February 11, 2009

Twelve Months to Your Ideal Private Practice: A Workbook

Twelve Months to Your Ideal Private Practice: A Workbook by Lynn Grodski was inspiring to me! I really want to dive in and start doing the exercises; unfortunately, I know deep inside that now is NOT the time to actually do that. I'm just coming out of my first trimester of pregnancy, and before I start ANYTHING new I need to reassemble my life to a state resembling functionality (you know, take my Christmas tree down - NO I AM NOT KIDDING!)

However, I do think I will use this book.
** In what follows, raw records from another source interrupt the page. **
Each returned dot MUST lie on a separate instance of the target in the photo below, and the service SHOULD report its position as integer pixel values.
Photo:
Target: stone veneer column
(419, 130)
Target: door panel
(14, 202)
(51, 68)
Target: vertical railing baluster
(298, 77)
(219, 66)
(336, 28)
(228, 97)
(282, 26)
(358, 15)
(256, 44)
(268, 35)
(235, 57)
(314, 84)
It's practical (which appeals to me), has a lot of innovative ideas (at least to me, who knows very little about business), and offers some good metrics for how things should work in a small business (like percentages for expenses, time to work on "office" stuff, etc.) I think it will work for me. I wish I could convince some other small business people I know and love to work through it with me, but I know from past experience that you can't give away what others aren't looking for . . ..

A good read. (And if you are a small business person who would be interested in working through this book with me, let me know . . .)

February 10, 2009

Blue Truth

Blue Truth: A spiritual guide to life & death and love & sex by David Deida is very interesting. Reading it, I thought that the way I would probably get the most out of it would be as a recorded meditation guide. I could play a chapter a day as a relaxation/meditation focus. It's very stream-of-consciousness-ish, and so it's hard for me to sit and concentrate on more than a chapter at a time . . .
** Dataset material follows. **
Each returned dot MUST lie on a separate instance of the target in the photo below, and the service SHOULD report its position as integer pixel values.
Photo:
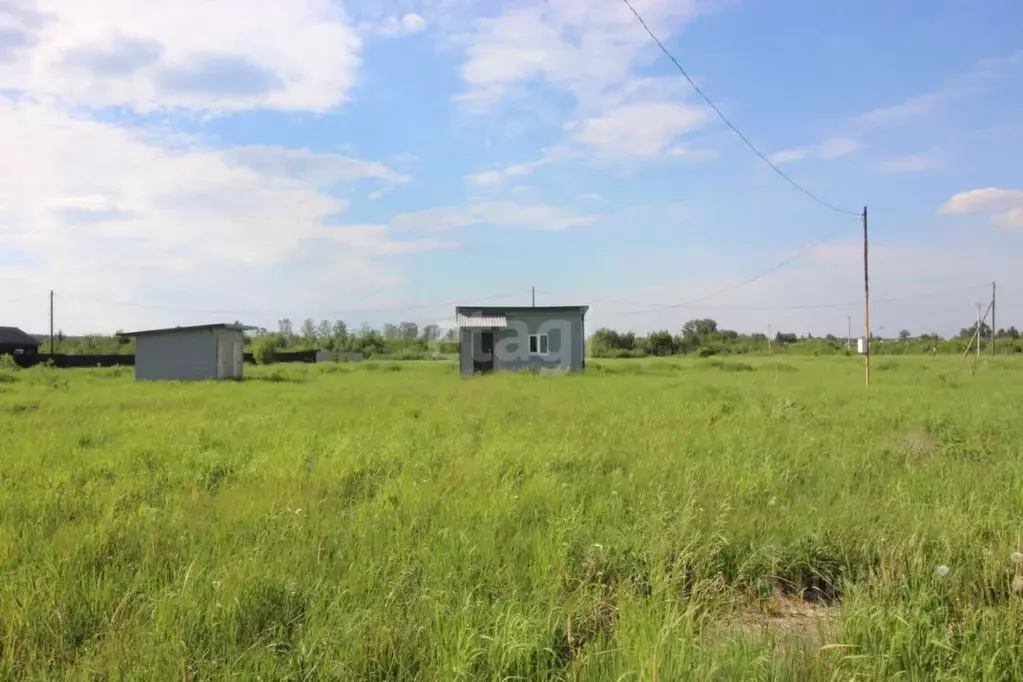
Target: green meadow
(730, 518)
Here is my favorite quote:

"Freedom doesn't mean freedom from. As long as you are alive, you can never be free from pain, from loss, or from death. Things come and go, including your loved ones and your own body and mind. True freedom means freedom as. True freedom is to feel fully and be alive as love, feeling as this entire moment, opening just as this moment is." (p. 17)

There are also various passages which come close to describing something I have often done throughout my life. When I was 15 I was mugged, and lived with a lot of fear for a long time afterwards. Eventually, I learned to . . . take my fear with me. To go ahead, and walk down the street or into a dark room by myself, wearing my fear like a cloak. Yes, I am afraid, but I am going on anyway. I think David Deida is talking about something similar, only with many emotions and situations.